This difference in treatment may thus be regarded as discriminatory. It is up to the referring Court to analyse whether (or not) it qualifies as an (in)direct discrimination based on the factual circumstances. 

ECJ, 17 March 2021, KO v. Consulmarketing SpA (C-652/19) 


In this case, the ECJ ruled on the application of a less advantageous protection system to fixed-term contracts concluded before the entry into force of a better protection and converted into contracts of an indefinite duration after that date. In the case at hand, it ruled that this difference in treatment was not discriminatory because there were objective reasons justifying the different treatment of fixed-term workers. The decision is available here


The Tribunale di Milano (District Court of Milan, Italy) refused to reinstate an Italian worker who had been made redundant in a collective layoff. The collective layoff was declared to be unlawful, but unlike the other workers who were all reinstated, the individual in this case was not. The District Court considered that the employee could not benefit from the same protection system as the other workers who had been made redundant, on the ground that her initial fixed-term employment contract had become an indefinite duration contract after 7 March 2015, the date of entry into force of Legislative Decree No 23/2015, which pursuant to Italian law, is assimilated to a new hire.

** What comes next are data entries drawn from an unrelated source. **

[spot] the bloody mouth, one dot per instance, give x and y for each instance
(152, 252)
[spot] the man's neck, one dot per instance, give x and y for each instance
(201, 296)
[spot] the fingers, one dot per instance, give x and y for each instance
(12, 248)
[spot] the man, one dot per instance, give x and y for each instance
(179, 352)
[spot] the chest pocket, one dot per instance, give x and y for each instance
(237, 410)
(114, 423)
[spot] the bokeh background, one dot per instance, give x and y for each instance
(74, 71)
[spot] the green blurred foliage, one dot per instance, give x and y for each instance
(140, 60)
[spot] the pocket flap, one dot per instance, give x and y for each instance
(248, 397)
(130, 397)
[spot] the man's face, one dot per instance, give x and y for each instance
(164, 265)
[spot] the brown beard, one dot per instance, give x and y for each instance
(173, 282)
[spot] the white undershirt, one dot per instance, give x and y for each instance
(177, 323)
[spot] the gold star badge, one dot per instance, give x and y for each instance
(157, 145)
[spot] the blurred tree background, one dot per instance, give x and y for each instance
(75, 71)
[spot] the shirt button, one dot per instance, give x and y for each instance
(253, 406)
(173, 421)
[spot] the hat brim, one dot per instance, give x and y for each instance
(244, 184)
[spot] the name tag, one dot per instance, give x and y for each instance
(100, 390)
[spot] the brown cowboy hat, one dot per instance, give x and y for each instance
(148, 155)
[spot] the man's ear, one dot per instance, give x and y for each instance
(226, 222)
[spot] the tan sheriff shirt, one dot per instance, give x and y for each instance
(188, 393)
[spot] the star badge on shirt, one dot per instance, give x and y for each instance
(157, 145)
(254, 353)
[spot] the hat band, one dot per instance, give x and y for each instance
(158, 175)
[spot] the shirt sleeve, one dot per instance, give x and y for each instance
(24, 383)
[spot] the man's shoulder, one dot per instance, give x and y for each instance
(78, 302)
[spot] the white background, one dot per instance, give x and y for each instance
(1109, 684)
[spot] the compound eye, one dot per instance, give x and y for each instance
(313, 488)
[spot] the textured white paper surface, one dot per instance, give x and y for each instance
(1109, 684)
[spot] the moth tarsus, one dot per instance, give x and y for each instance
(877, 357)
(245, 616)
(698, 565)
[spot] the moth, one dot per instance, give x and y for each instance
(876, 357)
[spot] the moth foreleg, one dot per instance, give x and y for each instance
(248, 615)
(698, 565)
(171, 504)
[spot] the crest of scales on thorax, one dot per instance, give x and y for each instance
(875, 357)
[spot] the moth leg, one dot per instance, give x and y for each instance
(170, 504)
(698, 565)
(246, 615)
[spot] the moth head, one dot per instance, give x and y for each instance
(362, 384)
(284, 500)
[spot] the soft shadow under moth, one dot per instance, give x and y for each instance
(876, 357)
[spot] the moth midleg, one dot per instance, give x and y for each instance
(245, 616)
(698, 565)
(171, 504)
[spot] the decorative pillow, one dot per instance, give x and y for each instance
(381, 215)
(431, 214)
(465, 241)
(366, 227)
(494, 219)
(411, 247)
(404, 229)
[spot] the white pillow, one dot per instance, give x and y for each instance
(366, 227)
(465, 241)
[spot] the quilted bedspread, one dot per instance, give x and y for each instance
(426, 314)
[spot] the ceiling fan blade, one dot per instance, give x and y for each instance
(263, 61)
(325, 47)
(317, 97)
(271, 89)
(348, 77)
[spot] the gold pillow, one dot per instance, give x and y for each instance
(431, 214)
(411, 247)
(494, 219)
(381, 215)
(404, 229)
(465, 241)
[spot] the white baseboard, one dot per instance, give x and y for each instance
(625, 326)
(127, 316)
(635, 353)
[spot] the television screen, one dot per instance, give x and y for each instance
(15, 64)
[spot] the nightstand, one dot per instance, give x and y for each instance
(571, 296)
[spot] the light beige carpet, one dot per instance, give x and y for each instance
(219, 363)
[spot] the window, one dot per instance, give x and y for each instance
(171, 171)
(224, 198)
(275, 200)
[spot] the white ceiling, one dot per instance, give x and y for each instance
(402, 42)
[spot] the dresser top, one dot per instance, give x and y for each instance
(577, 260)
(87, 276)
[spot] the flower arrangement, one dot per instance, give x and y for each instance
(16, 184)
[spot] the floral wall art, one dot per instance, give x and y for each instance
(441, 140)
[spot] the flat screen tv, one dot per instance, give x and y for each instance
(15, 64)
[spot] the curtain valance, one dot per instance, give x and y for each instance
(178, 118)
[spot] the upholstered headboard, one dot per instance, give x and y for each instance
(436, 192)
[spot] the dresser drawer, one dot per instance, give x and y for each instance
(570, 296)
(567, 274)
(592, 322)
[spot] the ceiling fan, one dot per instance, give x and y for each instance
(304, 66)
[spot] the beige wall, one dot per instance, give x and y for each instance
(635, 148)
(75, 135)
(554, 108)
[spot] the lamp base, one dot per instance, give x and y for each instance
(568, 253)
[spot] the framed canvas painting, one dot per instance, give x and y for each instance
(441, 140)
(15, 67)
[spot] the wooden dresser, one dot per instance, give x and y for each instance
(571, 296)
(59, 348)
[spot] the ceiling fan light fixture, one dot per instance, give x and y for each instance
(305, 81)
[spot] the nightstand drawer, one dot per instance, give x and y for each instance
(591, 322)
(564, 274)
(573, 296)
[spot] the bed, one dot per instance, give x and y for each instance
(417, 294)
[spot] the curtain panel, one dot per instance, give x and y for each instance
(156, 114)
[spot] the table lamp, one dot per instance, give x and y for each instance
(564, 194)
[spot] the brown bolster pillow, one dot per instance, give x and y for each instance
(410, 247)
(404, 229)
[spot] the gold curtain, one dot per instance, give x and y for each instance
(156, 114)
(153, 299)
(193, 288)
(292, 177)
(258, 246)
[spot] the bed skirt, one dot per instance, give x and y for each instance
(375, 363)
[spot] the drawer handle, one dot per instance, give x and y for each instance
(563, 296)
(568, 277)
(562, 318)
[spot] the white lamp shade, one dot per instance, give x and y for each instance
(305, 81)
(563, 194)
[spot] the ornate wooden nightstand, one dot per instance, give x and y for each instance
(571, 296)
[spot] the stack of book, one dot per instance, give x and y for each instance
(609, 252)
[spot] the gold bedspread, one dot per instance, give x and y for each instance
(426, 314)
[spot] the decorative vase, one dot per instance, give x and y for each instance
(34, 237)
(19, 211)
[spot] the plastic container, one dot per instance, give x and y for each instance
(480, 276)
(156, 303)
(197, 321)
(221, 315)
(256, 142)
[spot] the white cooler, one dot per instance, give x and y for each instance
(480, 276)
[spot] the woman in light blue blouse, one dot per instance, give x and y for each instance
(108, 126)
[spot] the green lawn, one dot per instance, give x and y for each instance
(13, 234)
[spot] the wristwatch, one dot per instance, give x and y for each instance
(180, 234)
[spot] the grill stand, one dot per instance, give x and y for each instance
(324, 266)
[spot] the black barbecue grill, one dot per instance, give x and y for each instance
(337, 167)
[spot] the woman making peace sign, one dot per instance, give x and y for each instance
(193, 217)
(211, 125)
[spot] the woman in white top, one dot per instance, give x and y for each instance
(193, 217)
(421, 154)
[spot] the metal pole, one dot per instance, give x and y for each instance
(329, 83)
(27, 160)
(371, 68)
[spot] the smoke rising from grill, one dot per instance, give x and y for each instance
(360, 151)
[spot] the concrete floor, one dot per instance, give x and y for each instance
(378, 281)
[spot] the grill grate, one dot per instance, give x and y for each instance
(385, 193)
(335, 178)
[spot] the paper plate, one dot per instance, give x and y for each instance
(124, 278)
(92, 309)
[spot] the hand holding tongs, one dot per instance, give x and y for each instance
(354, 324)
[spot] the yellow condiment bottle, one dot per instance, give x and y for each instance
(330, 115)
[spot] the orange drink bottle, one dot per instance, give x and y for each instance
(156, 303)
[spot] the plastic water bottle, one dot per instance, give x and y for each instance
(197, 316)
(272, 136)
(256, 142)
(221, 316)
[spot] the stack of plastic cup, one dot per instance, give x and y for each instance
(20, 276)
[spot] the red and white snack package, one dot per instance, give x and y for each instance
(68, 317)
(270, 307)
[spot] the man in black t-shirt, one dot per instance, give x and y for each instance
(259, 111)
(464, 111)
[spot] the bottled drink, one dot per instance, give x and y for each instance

In the context of the proceedings brought against that decision, the employee claims, among other things, (i) that the applicable national legislation does not comply with EU law; and (ii) infringement of the principle of equal treatment. Employees who are treated as new hires despite their past service under fixed-term contracts can only benefit from capped damages in case of irregular collective layoff and are hence in a less favourable situation than others who are then reinstated. The referring Court decided to refer these questions to the ECJ. 

Legal context 

Article 1(2)(a) of EU Directive 98/59/EC of 20 July 1998 on the approximation of the laws of the Member States relating to collective redundancies provides that the Directive does not apply, among other things, to "collective redundancies effected under contracts of employment concluded for limited periods of time or for specific tasks except where such redundancies take place prior to the date of expiry or the completion of such contracts".

Articles 20 and 30 of the Charter of Fundamental Rights of the European Union respectively provide for the general principles of equality between citizens and protection of employees against unjustified dismissals.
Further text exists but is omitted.